As you evaluate the productivity of your field, what characteristics make it more valuable than another? There are many things that contribute to a fields’ overall productivity, soil health, drainage, fertility, etc. But soil organic matter seems to be most common in highly productive fields.
So what is soil organic matter?
To give a simple explanation, it is plant and animal tissue that is in various stages of decomposition. Humus, one form of organic matter, is the when the decomposition process is complete. Much of organic matter is plant residue like leaves, stalk and roots. There is also a good portion that include the soil biological organisms and the exudates they feed on. And finally, there is humus. Organic matter is measured in percent of the soil. Many Midwest soils will have somewhere between 1-7% organic matter. This is greatly influenced by the soil types it resides in, the average days of decomposition, temperature, rainfall and many other factors.

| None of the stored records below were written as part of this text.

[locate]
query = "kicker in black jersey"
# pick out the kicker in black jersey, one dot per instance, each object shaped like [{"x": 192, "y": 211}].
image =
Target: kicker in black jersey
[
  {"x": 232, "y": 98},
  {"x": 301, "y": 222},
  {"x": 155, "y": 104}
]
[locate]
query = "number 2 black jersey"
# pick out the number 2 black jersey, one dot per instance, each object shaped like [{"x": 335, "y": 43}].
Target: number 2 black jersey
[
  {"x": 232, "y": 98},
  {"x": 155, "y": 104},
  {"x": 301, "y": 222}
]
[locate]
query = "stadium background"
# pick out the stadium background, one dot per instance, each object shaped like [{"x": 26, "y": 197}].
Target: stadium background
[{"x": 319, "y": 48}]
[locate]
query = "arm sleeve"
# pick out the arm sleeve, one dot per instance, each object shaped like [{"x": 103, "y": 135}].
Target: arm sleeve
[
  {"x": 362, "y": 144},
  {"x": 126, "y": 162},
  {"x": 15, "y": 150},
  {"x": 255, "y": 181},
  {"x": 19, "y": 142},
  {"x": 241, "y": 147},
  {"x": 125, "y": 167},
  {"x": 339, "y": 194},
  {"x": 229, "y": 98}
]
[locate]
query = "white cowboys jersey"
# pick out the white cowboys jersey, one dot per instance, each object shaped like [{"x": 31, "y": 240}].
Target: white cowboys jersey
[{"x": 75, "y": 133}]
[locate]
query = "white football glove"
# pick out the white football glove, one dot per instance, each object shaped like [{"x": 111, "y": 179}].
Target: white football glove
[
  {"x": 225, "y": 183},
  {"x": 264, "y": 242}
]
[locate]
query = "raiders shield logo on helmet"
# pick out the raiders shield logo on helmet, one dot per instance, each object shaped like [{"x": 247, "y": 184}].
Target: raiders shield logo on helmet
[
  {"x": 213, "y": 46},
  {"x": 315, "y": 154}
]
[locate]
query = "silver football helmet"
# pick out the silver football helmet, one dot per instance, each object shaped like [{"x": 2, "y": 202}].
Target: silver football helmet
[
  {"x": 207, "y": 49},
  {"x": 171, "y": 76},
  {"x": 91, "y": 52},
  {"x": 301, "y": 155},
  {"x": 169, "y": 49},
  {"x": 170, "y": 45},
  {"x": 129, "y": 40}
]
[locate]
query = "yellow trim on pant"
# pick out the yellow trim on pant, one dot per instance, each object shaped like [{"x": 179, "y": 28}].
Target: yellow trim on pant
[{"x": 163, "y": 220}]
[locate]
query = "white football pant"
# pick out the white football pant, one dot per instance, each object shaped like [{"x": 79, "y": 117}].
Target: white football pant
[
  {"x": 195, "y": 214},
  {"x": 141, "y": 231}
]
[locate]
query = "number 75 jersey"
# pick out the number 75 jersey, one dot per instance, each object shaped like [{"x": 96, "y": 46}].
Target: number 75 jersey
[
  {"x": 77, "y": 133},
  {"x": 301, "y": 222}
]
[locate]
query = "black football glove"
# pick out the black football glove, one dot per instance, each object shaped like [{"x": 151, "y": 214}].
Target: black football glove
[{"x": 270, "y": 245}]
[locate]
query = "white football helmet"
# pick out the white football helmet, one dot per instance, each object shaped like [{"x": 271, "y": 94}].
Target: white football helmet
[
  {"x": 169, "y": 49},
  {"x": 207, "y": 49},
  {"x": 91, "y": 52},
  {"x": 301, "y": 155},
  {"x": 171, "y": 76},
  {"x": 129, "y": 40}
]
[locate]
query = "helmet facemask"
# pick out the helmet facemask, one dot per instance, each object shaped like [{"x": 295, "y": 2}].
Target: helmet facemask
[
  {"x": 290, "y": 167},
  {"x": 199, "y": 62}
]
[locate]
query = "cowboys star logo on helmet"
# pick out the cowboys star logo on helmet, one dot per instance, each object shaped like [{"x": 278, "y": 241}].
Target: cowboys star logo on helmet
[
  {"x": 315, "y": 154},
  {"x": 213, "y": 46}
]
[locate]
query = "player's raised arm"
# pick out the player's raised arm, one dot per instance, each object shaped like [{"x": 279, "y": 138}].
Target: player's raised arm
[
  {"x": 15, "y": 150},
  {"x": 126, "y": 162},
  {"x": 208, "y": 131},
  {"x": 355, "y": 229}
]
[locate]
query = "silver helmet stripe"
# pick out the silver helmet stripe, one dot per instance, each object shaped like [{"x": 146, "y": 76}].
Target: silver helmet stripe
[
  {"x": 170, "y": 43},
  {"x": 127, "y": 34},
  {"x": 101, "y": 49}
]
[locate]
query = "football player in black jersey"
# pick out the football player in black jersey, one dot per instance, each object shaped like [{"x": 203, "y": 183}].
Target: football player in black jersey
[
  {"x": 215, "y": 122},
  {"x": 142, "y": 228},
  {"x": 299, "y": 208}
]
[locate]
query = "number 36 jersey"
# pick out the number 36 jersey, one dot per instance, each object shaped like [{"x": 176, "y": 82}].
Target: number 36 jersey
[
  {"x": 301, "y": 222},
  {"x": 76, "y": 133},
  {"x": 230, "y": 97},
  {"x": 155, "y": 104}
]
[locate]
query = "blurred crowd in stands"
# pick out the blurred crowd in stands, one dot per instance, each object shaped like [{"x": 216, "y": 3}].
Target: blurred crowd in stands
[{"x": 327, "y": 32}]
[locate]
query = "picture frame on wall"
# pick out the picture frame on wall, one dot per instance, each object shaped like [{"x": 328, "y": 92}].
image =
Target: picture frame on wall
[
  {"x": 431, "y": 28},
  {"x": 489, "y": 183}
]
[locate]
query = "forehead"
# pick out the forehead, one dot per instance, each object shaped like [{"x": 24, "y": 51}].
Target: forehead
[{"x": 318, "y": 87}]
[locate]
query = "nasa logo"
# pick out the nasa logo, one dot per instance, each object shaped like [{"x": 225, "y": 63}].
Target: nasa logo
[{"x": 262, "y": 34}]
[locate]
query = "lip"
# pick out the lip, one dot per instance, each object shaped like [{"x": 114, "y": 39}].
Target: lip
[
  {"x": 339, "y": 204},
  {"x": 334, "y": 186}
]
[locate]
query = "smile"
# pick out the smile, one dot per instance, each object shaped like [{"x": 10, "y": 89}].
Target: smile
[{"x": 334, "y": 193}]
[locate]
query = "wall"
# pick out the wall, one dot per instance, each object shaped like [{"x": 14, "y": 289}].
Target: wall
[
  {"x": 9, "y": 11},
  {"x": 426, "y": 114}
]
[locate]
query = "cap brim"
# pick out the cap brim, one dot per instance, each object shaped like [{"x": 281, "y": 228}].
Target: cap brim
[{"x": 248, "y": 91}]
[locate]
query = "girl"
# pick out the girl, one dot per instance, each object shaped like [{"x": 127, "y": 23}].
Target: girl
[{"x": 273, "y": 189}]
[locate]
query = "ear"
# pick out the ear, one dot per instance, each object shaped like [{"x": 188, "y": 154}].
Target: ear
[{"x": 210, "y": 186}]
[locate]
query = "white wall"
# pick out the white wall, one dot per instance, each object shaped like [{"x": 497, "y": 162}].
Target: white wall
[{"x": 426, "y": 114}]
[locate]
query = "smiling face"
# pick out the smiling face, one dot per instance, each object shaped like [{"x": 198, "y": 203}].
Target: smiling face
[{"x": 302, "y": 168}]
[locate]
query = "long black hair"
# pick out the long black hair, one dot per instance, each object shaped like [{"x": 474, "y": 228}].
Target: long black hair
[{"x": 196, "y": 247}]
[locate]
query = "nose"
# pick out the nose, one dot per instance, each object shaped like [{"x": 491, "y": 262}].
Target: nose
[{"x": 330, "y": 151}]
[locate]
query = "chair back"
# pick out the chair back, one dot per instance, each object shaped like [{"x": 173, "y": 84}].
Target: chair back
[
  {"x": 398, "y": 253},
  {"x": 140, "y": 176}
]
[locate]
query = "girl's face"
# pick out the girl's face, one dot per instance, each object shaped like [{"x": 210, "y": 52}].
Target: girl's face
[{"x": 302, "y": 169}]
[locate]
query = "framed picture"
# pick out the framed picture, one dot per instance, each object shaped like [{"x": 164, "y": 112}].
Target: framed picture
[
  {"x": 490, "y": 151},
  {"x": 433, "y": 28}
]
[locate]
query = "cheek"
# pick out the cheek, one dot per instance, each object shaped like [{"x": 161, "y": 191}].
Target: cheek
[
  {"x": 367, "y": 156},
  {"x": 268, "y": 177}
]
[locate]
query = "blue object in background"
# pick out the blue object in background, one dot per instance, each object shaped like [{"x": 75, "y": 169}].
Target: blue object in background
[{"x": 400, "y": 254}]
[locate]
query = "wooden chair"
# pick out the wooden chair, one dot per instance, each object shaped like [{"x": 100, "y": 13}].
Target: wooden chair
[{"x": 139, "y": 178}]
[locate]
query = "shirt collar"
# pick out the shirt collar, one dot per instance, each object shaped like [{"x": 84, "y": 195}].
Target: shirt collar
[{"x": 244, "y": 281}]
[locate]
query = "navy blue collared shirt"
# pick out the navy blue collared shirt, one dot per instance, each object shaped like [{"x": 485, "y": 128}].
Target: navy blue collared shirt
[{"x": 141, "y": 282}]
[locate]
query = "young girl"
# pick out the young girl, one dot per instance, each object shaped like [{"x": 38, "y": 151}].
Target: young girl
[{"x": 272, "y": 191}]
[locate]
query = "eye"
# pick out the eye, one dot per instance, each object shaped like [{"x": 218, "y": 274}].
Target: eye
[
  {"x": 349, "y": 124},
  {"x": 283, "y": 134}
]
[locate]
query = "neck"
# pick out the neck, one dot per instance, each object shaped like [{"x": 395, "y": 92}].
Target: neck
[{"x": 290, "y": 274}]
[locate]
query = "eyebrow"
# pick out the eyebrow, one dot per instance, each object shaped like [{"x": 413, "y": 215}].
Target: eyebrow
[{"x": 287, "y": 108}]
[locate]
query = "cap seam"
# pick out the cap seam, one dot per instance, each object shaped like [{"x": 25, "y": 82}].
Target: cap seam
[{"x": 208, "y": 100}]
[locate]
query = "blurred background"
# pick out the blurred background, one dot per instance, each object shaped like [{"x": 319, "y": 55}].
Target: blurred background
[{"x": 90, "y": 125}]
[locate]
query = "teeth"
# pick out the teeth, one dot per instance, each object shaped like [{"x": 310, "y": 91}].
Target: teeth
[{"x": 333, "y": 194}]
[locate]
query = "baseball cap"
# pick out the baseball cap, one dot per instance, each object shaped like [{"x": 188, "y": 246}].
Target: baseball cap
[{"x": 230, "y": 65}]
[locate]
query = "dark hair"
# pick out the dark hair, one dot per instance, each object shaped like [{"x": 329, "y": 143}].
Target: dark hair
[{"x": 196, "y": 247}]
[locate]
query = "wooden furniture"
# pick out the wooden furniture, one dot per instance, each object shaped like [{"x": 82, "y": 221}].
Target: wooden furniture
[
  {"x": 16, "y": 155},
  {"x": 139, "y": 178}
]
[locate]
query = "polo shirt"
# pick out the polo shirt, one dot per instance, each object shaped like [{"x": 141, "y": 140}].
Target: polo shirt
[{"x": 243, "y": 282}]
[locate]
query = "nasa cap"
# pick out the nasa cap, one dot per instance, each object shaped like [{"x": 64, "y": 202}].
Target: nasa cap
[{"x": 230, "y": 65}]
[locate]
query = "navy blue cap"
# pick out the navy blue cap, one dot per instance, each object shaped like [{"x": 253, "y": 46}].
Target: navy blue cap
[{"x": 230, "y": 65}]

What are the benefits of soil organic matter? Below are the physical, chemical and biological benefits of organic matter, courtesy of Cornell University Cooperative Extension:
- Enhances aggregate stability, improving water infiltration and soil aeration, reducing runoff.
- Improves water holding capacity.
- Reduces the stickiness of clay soils making them easier to till.

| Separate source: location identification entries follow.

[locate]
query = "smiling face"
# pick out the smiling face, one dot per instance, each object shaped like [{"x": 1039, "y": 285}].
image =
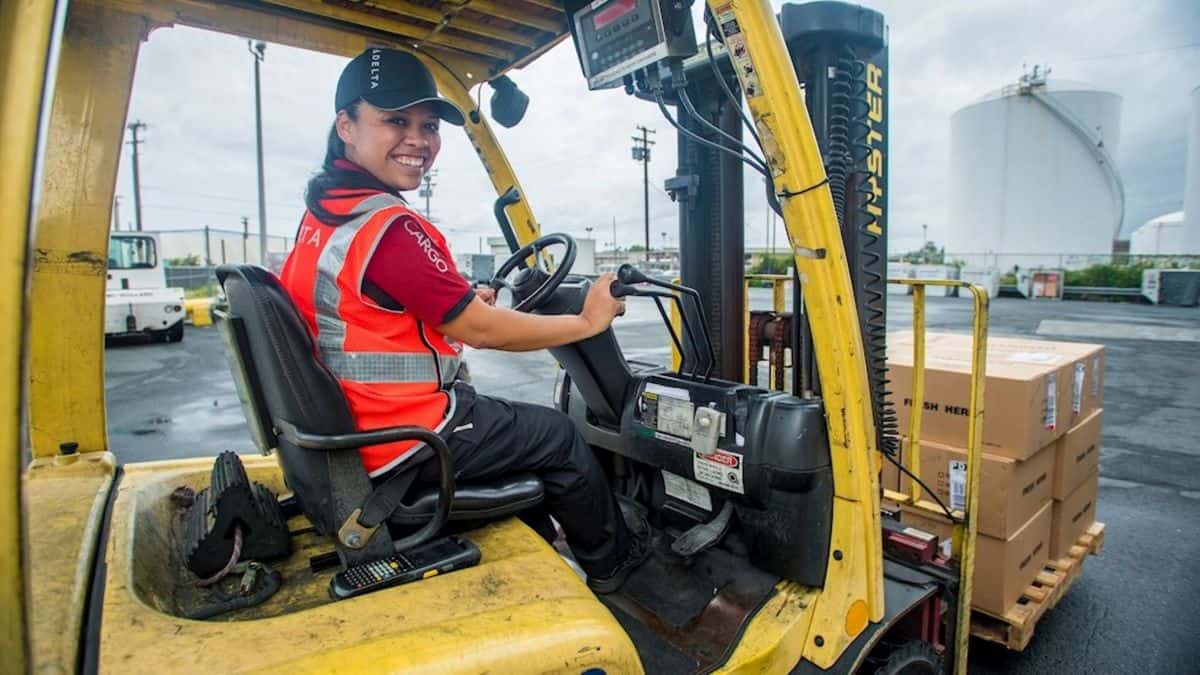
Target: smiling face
[{"x": 397, "y": 147}]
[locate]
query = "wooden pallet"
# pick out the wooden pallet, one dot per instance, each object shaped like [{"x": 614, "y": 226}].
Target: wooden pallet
[{"x": 1015, "y": 628}]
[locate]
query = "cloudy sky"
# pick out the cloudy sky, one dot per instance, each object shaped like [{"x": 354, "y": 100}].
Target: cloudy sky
[{"x": 195, "y": 91}]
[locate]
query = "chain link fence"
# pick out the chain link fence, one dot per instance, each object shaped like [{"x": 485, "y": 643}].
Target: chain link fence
[
  {"x": 1007, "y": 262},
  {"x": 192, "y": 256}
]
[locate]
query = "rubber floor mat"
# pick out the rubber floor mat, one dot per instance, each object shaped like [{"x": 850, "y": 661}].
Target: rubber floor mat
[{"x": 687, "y": 616}]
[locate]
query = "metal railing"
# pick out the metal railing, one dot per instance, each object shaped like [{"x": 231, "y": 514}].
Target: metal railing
[{"x": 964, "y": 523}]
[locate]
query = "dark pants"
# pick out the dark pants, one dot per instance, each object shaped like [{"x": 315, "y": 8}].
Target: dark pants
[{"x": 497, "y": 437}]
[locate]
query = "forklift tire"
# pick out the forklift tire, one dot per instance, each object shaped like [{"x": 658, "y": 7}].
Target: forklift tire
[{"x": 912, "y": 658}]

- Reduces surface crusting, facilitating seedbed preparation.
- Increases the soil’s CEC, or its ability to hold onto and supply over time essential nutrients such as calcium, magnesium and potassium.
- Improves the ability of a soil to resist pH change; this is also known as buffering capacity.

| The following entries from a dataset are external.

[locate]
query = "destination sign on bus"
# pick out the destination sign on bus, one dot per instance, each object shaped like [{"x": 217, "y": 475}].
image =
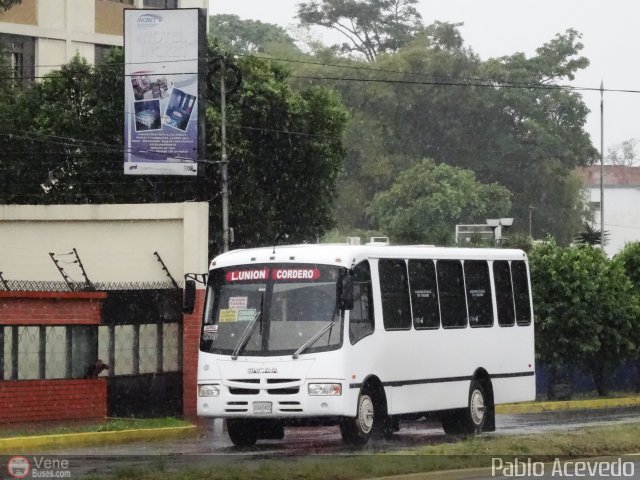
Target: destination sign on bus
[
  {"x": 247, "y": 275},
  {"x": 278, "y": 274},
  {"x": 295, "y": 274}
]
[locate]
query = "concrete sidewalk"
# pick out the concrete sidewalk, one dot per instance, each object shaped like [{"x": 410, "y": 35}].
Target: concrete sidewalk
[{"x": 14, "y": 445}]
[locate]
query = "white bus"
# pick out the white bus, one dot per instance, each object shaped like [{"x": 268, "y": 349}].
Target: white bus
[{"x": 364, "y": 336}]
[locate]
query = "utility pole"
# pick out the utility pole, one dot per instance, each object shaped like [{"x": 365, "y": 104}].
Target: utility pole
[
  {"x": 602, "y": 165},
  {"x": 224, "y": 161}
]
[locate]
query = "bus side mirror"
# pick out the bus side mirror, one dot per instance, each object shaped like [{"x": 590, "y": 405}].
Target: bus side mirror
[
  {"x": 345, "y": 298},
  {"x": 189, "y": 297}
]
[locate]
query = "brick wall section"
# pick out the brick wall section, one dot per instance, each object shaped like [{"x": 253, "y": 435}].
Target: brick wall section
[
  {"x": 50, "y": 400},
  {"x": 190, "y": 348},
  {"x": 50, "y": 308}
]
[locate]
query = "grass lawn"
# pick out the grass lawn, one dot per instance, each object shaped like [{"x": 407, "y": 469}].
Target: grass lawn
[{"x": 111, "y": 425}]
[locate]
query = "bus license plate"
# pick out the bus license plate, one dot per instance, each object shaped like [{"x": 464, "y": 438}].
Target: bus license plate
[{"x": 261, "y": 407}]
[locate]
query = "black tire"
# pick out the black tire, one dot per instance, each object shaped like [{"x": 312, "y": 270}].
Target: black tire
[
  {"x": 470, "y": 420},
  {"x": 242, "y": 432},
  {"x": 389, "y": 427},
  {"x": 476, "y": 412},
  {"x": 357, "y": 430}
]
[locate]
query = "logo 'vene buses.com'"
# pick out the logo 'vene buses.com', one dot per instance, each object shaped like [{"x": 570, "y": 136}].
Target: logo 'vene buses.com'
[{"x": 149, "y": 20}]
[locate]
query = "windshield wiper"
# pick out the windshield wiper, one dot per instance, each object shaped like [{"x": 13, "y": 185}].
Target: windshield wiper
[
  {"x": 246, "y": 335},
  {"x": 313, "y": 339}
]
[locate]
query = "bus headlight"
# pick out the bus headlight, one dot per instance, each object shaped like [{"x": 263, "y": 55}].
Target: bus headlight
[
  {"x": 209, "y": 390},
  {"x": 333, "y": 389}
]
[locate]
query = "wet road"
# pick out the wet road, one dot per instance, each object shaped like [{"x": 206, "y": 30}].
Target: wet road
[{"x": 215, "y": 447}]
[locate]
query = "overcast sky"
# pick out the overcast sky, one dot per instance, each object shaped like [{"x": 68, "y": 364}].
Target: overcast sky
[{"x": 493, "y": 28}]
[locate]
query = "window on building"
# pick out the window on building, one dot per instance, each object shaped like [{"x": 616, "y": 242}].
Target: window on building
[
  {"x": 100, "y": 53},
  {"x": 452, "y": 296},
  {"x": 20, "y": 54},
  {"x": 396, "y": 309},
  {"x": 29, "y": 352},
  {"x": 424, "y": 294}
]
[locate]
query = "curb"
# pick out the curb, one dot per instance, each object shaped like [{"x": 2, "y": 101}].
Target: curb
[
  {"x": 12, "y": 445},
  {"x": 538, "y": 407},
  {"x": 89, "y": 439}
]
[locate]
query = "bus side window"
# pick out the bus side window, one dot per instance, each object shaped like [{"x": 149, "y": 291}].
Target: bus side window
[
  {"x": 521, "y": 292},
  {"x": 476, "y": 275},
  {"x": 451, "y": 290},
  {"x": 396, "y": 309},
  {"x": 424, "y": 294},
  {"x": 504, "y": 293},
  {"x": 361, "y": 322}
]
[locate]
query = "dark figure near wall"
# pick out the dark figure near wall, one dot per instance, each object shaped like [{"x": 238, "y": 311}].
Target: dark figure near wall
[{"x": 94, "y": 370}]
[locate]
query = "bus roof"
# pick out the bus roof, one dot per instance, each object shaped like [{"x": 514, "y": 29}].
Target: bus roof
[{"x": 346, "y": 255}]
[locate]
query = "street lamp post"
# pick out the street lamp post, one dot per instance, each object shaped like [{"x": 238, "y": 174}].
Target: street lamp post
[{"x": 496, "y": 225}]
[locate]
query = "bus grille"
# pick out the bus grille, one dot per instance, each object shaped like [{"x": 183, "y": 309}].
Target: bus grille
[
  {"x": 289, "y": 407},
  {"x": 252, "y": 386},
  {"x": 235, "y": 407}
]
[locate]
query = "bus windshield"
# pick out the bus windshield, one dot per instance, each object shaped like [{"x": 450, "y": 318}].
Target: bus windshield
[{"x": 262, "y": 310}]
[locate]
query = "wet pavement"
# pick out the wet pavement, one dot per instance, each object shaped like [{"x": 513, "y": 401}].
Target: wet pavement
[{"x": 214, "y": 448}]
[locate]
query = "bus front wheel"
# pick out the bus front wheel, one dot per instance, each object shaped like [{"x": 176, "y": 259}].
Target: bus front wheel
[
  {"x": 242, "y": 432},
  {"x": 472, "y": 419},
  {"x": 357, "y": 430}
]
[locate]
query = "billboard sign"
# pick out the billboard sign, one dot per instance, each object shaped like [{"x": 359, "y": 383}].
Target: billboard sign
[{"x": 162, "y": 94}]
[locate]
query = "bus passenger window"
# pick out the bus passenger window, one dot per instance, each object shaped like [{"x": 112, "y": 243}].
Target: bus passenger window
[
  {"x": 396, "y": 309},
  {"x": 424, "y": 294},
  {"x": 521, "y": 292},
  {"x": 504, "y": 293},
  {"x": 451, "y": 290},
  {"x": 476, "y": 276},
  {"x": 361, "y": 323}
]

- Accelerates decomposition of soil minerals over time, making the nutrients in the minerals available for plant uptake.
- Provides food for the living organisms in the soil.
- Enhances soil microbial biodiversity and activity which can help in the suppression of diseases and pests.
- Enhances pore space through the actions of soil microorganisms. This helps to increase infiltration and reduce runoff.
Megan Fenton, Carl Albers, Quirine Ketterings 2008
As you can see, increasing soil organic matter will benefit the soil and the crop it grows in. What if you could increase your organic matter; how would that improve the value of your land? I have said it many times when it comes to land rentals, if you can increase production, you can increase the land’s value. Next week I will share with you some strategies to conserve and build organic matter. Just remember, building organic matter is not a quick and easy process. Working with the right farmer who can implement this strategy as a long-term plan is a key piece of the plan.